The server team passes of the DNS change to the networking team, then they forget to tell
the monitoring and backup teams, and the whole thing is just a mess... But I digress.
So I've re-implented this structure (who just called "Conway's Law?") in a non-blocking
POE wraper (lib/POE/Component/Instantiate.pm) that basically just calls functions from the
independent (and blocking) modules that actually do the work. (/lib/{Linode,EC2,VMware/ESX}/Actions.pm)
this way, a blocking module may be written that does the work top-down, and then can be wrapped in
the non-blocking wrapper after the fact. Basically, just get some perl deploying your nodes,
and we can make it bot-friendly after the fact.
We take the initial data, and put it on our "clipboard." When a method needs called from the library
that actually does work, we fork a child process from the method, and pass it the clipboard as an anonymous
data struct argument. Note that this means the child can't return values that it actively changed to the parent.

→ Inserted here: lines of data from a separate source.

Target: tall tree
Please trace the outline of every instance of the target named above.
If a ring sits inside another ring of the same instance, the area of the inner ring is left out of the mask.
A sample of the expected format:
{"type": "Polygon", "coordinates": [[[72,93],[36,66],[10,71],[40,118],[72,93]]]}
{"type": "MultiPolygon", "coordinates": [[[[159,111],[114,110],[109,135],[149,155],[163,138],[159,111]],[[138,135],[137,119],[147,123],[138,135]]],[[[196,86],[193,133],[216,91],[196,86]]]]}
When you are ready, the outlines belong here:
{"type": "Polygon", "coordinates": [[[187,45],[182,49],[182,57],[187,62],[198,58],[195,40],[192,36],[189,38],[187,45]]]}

We fix this by *any* STDOUT that comes out of the function must be YAML, and it must be the entire clipboard.
Any YAML STDOUT handed back to the parent will completely replace the clipboard handed to the next task in the
actions list on the heap.
Then when the child process returns (with 0) Instantiate calls the next task on the heap in the same manner.
We use a colon delimite moniker to allow for multiple sub modules $self->{$module}->$task($heap->{'clipboard'});
so the tasks "linode:deploy" and "dnswizard:update_host" and "ldapworker:update_host_ou" could all be in the
task list, each corresponding to 3 separate worker modules.
(Think: how do I deploy clusters in a coordinated fashion across EC2/Linode/ESX in one pass?)
################################################################################
Now all of this is completely separate from configuration management on the host. We use puppet for that.